A vrai dire, beaucoup plus, on a triché, on a ramené des amis pour filmer, ça s'est un peu étendu ailleurs, les numéros voulaient plus dire grand chose, je les gardais jalousement pour sortir du lot... Voire, certaines vidéos dont on n'était pas très fiers, on foutait pas le numéro en question. Je voulais m'arrêter à 100, ça faisait bien, mais alors je voulais que les 10 dernières soient vraiment exceptionnelles. On aura fait de notre possible, on aura été plus qu'exigeants pour toujours faire mieux, différent. Au moins, une chose que je sais maintenant, c'est que j'avais bien fait d'attendre Soema pour finir la série. C'est la meilleure, vous allez voir, la plus grande.
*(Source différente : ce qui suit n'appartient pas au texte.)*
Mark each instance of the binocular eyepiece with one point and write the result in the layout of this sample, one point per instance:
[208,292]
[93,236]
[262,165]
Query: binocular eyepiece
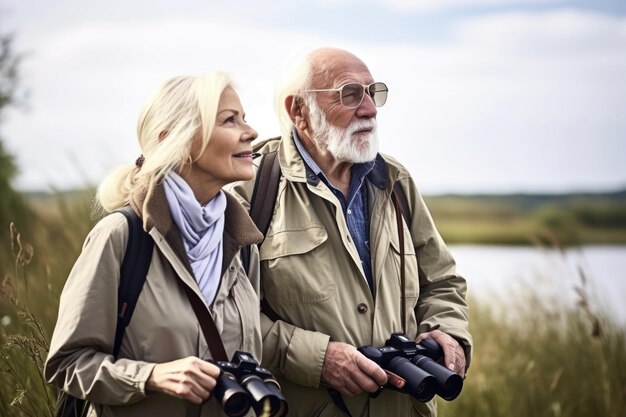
[417,365]
[244,384]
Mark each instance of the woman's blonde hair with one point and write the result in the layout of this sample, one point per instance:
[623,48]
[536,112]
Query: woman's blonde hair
[179,111]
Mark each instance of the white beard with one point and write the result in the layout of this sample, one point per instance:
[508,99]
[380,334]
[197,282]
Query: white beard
[339,141]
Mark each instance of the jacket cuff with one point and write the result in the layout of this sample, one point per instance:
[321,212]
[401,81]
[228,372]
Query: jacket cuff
[305,357]
[142,378]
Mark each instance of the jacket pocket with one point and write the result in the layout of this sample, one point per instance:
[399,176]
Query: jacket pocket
[295,266]
[410,264]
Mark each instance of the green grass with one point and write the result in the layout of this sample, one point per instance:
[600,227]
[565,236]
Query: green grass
[532,357]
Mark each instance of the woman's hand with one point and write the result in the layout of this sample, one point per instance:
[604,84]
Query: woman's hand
[190,378]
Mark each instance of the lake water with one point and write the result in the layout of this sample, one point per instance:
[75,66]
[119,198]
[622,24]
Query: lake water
[504,271]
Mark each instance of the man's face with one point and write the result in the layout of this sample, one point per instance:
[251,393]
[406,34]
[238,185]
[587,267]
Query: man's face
[348,134]
[356,143]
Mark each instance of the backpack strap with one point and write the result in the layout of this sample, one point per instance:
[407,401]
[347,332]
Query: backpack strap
[401,199]
[266,186]
[133,272]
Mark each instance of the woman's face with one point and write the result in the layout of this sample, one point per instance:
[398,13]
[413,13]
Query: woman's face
[228,156]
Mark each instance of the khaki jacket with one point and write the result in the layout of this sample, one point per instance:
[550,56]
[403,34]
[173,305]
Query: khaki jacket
[313,279]
[163,327]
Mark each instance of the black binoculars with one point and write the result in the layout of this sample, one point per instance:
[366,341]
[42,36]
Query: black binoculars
[417,365]
[244,384]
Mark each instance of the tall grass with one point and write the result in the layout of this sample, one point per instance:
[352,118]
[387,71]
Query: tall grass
[539,356]
[33,270]
[533,357]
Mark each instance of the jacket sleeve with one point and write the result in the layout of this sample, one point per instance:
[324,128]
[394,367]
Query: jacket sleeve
[441,304]
[79,360]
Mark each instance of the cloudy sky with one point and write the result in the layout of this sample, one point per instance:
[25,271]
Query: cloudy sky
[485,95]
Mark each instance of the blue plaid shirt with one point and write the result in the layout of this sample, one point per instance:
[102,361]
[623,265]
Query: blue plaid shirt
[354,207]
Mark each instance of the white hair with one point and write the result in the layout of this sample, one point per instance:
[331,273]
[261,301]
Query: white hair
[296,79]
[180,110]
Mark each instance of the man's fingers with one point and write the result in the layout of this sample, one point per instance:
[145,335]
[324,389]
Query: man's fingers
[364,382]
[372,370]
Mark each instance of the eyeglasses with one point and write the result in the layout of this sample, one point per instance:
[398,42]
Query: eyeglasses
[351,94]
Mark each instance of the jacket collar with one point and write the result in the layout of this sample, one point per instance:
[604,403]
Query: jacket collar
[239,229]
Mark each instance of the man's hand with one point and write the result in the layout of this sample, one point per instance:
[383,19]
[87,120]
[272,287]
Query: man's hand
[190,379]
[454,356]
[349,372]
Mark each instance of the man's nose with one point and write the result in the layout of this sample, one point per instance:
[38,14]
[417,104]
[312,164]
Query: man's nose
[367,108]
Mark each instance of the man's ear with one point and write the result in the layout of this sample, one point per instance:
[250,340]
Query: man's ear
[297,112]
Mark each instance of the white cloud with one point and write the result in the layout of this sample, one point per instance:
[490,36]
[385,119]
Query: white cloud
[502,105]
[437,5]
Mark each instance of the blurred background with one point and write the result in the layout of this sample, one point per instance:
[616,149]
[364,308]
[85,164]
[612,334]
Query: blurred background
[509,115]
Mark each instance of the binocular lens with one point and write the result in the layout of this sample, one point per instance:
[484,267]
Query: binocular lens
[263,396]
[280,407]
[419,383]
[234,400]
[448,384]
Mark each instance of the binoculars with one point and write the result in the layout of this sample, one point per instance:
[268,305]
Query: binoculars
[417,365]
[244,384]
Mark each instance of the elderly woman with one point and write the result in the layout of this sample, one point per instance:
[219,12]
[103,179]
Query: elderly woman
[194,140]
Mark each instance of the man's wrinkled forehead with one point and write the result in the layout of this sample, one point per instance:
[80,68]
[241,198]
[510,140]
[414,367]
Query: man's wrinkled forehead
[335,70]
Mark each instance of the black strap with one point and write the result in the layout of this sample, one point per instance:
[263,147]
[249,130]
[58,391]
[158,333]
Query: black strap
[133,272]
[400,229]
[266,185]
[209,329]
[261,210]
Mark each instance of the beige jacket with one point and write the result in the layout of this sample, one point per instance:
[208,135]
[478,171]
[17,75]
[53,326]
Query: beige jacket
[163,327]
[313,279]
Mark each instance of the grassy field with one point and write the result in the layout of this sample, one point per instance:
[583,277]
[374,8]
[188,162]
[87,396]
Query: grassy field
[540,358]
[571,219]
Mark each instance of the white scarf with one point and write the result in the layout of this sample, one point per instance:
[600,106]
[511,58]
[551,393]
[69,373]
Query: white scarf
[202,229]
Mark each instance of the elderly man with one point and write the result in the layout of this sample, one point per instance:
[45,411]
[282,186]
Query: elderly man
[332,259]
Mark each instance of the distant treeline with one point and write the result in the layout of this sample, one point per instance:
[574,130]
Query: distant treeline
[567,219]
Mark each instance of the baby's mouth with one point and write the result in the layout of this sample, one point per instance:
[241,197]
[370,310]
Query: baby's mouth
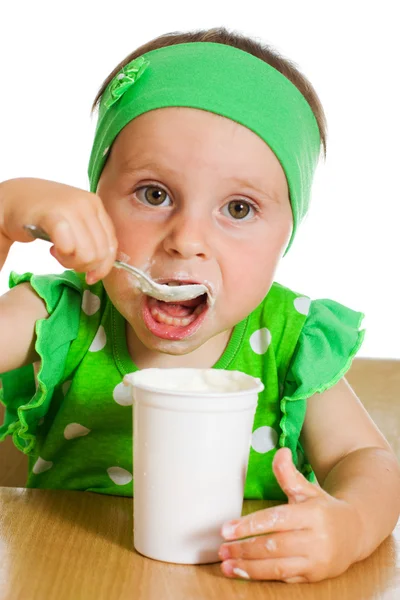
[174,320]
[179,314]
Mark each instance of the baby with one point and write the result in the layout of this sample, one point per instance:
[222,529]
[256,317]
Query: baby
[200,172]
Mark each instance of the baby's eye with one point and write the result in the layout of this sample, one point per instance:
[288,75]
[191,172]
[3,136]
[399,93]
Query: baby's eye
[153,195]
[239,210]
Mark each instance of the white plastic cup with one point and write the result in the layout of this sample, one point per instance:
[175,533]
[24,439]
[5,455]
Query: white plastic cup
[192,436]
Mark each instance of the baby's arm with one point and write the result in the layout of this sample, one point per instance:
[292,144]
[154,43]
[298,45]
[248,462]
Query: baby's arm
[353,462]
[84,240]
[322,530]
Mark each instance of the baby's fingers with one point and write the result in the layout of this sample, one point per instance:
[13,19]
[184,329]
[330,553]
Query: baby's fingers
[60,231]
[275,545]
[285,517]
[289,570]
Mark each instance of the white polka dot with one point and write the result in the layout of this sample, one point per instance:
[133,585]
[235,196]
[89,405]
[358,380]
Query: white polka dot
[99,341]
[122,394]
[41,466]
[302,305]
[119,476]
[74,430]
[264,439]
[65,386]
[260,340]
[90,303]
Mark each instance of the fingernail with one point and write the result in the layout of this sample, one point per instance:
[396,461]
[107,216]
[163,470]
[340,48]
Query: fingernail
[228,530]
[240,573]
[224,553]
[227,568]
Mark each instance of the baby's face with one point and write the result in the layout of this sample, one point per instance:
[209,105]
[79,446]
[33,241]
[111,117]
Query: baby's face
[197,198]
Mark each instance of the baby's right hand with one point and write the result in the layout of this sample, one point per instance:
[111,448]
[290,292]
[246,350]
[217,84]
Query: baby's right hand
[76,221]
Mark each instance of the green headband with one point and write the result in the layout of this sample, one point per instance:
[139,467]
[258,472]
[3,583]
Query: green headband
[224,80]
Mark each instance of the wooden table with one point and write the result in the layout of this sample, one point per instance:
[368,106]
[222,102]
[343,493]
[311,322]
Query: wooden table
[57,545]
[78,546]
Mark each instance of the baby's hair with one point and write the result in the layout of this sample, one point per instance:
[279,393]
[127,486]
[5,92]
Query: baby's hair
[221,35]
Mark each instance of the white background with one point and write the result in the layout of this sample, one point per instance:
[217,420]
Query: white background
[54,56]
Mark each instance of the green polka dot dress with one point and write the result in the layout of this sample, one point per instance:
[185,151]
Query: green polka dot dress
[75,420]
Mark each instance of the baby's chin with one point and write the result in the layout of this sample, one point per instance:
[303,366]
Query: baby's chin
[172,347]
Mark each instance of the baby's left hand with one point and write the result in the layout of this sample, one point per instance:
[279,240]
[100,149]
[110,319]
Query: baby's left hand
[313,537]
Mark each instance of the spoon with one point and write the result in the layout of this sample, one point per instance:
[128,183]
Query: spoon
[159,291]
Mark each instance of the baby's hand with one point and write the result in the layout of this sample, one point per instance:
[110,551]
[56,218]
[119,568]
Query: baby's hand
[313,537]
[76,221]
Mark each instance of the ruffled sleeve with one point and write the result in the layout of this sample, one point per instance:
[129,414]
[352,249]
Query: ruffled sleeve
[25,400]
[329,340]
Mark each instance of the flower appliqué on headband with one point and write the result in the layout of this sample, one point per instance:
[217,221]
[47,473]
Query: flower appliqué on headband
[125,79]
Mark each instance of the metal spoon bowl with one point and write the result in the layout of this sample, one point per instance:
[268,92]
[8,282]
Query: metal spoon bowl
[166,293]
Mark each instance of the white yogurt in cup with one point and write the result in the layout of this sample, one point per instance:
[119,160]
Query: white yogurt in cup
[192,434]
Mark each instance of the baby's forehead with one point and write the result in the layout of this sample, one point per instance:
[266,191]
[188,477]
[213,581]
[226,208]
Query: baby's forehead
[174,131]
J'étais de passage à Buenos Aires, deux semaines en tout, une semaine pour chercher, une autre pour filmer. Un amie m'avait parlé de Soema quelques mois auparavant, un ami m'a parlé de Soema la bas. Lui, il bossait avec elle, avait sorti son premier album, était persuadé qu'elle ferait une belle rencontre. Il n'imaginait sûrement pas qu'elle détrônerait tous les autres à mon panthéon musical. Et de quelle façon! Je verse des larmes en repensant à cette journée pluvieuse, un été argentin. J'étais passé en Bolivie une semaine avant, je cherchais Luzmila Carpio mais n'avais pas pu la trouver. Tant pis, Soema la remplacera.
Filmer Soema... On avait rendez vous chez elle, en périphérie de la capitale argentine. Je lui avais demandé quelques morceaux, elle en fit beaucoup, tout le temps, joyeusement et quasiment sans jamais se reprendre.
Quel plaisir ce fut, ces dernières semaines, de projeter à mes amis cette chanson qui conclue la seconde vidéo, et sentir la chair de poule prendre les spectateurs. Cette voix! Ces envolées, cette facilité à jouer de son corps et de l'espace. Elle me fait penser à Iva Bittova parfois, cette légèreté, ce talent tel qu'il efface la technique, renvoie tout ça par dessus bord pour vous laisser juste pantois, amoureux d'une bouche, d'un corps entier, traversé de vibrations.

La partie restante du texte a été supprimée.